Maximum blitter speed with pipelining

zero · 10 June 2016, 12:34

How can we get the maximum speed from the blitter? Let's target Amigas with only chip RAM, so a stock A500 or A1200.

The blitter registers are not double buffered, so you can't pre-load them between operations. The CPU stops when the blitter has priority anyway...

Can you toggle the priority bit on half way through an operation? Then you could start in friendly mode, load up the next operation into CPU registers and enable the priority bit, and then immediately write the next operation settings into the blitter's registers.

What other techniques can be used to get maximum speed from the blitter? Say I have a load of pre-calculated operations I want to perform, like a demo effect or bob list.

britelite · 10 June 2016, 12:42

Quote:

Originally Posted by zero

The CPU stops when the blitter has priority anyway...

No, it doesn't

Toni Wilen · 10 June 2016, 13:03

I'd say "it depends", not no or yes

Mrs Beanbag · 10 June 2016, 13:26

if you have only Chip RAM and no instruction caches

zero · 10 June 2016, 13:59

Yeah, should have specified, a 68000 with only chip RAM stops, but of course an A1200 with 68EC020 can continue to execute code from its cache.
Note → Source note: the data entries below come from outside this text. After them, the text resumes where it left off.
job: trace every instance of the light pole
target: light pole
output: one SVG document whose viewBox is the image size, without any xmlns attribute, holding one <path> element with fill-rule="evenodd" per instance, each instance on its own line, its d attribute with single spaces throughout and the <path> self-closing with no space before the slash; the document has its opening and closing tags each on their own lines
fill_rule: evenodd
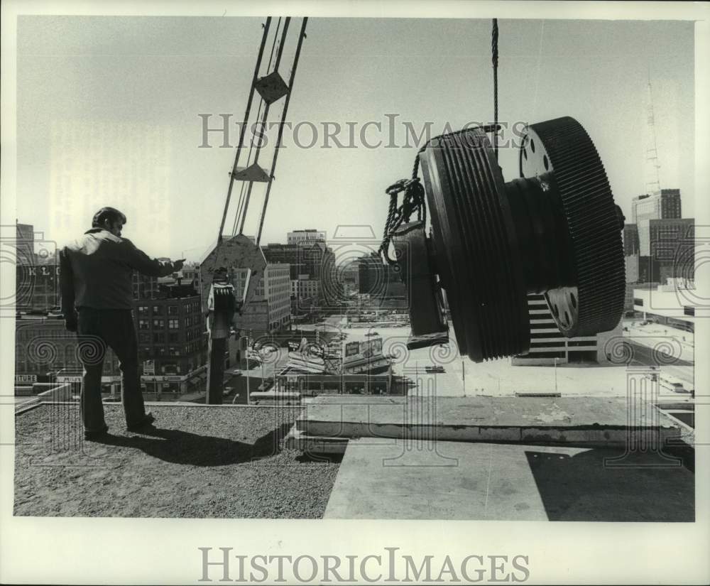
<svg viewBox="0 0 710 586">
<path fill-rule="evenodd" d="M 464 380 L 464 396 L 466 396 L 466 363 L 461 361 L 461 377 Z"/>
</svg>

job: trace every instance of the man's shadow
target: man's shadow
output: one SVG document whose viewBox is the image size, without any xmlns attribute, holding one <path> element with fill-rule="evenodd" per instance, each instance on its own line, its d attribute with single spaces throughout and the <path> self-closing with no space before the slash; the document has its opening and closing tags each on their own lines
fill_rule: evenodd
<svg viewBox="0 0 710 586">
<path fill-rule="evenodd" d="M 158 428 L 149 428 L 141 432 L 141 435 L 131 437 L 109 433 L 100 440 L 100 443 L 137 447 L 149 456 L 175 464 L 226 466 L 268 458 L 279 453 L 281 440 L 291 425 L 282 424 L 262 435 L 253 444 Z M 149 437 L 145 437 L 146 435 Z"/>
</svg>

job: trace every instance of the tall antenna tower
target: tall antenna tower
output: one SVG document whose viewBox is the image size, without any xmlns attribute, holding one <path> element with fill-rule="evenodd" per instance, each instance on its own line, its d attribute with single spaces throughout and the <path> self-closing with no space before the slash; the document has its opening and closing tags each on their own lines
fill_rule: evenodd
<svg viewBox="0 0 710 586">
<path fill-rule="evenodd" d="M 661 180 L 658 170 L 661 168 L 658 162 L 658 148 L 656 145 L 656 127 L 653 116 L 653 93 L 651 90 L 651 72 L 648 71 L 648 83 L 647 85 L 646 100 L 646 124 L 648 127 L 649 148 L 646 149 L 646 166 L 648 175 L 645 183 L 646 193 L 655 195 L 660 193 Z"/>
</svg>

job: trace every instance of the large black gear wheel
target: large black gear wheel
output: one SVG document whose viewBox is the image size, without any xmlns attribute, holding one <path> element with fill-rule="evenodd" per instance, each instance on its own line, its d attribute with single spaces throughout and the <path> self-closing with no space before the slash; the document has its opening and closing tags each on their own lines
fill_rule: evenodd
<svg viewBox="0 0 710 586">
<path fill-rule="evenodd" d="M 499 197 L 505 193 L 503 175 L 488 136 L 479 129 L 444 135 L 420 161 L 459 352 L 481 362 L 527 351 L 523 273 L 509 238 L 510 210 Z"/>
<path fill-rule="evenodd" d="M 594 143 L 569 116 L 532 124 L 523 138 L 520 168 L 520 177 L 554 173 L 567 217 L 577 284 L 545 294 L 557 327 L 568 337 L 613 329 L 626 288 L 623 222 Z"/>
<path fill-rule="evenodd" d="M 420 153 L 430 235 L 423 221 L 391 233 L 408 264 L 402 273 L 413 277 L 410 347 L 447 339 L 439 289 L 459 352 L 475 362 L 528 352 L 530 293 L 545 294 L 567 337 L 618 324 L 623 216 L 594 143 L 577 121 L 559 118 L 530 126 L 520 157 L 520 178 L 505 183 L 480 128 L 437 137 Z"/>
</svg>

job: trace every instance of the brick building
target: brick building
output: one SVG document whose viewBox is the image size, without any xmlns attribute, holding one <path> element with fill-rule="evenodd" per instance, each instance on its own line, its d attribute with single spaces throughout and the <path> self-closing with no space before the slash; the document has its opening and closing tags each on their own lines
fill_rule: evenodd
<svg viewBox="0 0 710 586">
<path fill-rule="evenodd" d="M 184 393 L 207 360 L 200 297 L 191 285 L 163 287 L 159 295 L 139 299 L 134 311 L 143 380 Z"/>
</svg>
However, in this scenario, since we need to fetch the next blitter operation parameters from RAM...

I suppose you could use speedcode, but getting the instructions into the cache seems like a tricky problem.

What about the copper? If you calculate the right wait positions so that it copies new data as soon as the blitter finishes, it could be quicker than the CPU I think. There might be some wasted cycles due to the copper not being able to wait for the exact point it needs to (extremes of the scanline).

Toni Wilen · 10 June 2016, 19:05

It still depends, even with chip ram only A500 (or chip+"slow" ram). It depends on selected channel combination, some have idle cycles that are free for the CPU.

Copper has blitter wait bit, it is used in many demos to start multiple blits sequentially.

zero · 11 June 2016, 22:20

Thanks Toni. So would you say that is the fastest possible way to queue up blits, but waiting and loading registers with the copper?

Any other useful optimizations? I suppose arranging your bitmaps in memory so that you don't need to reload address registers might help.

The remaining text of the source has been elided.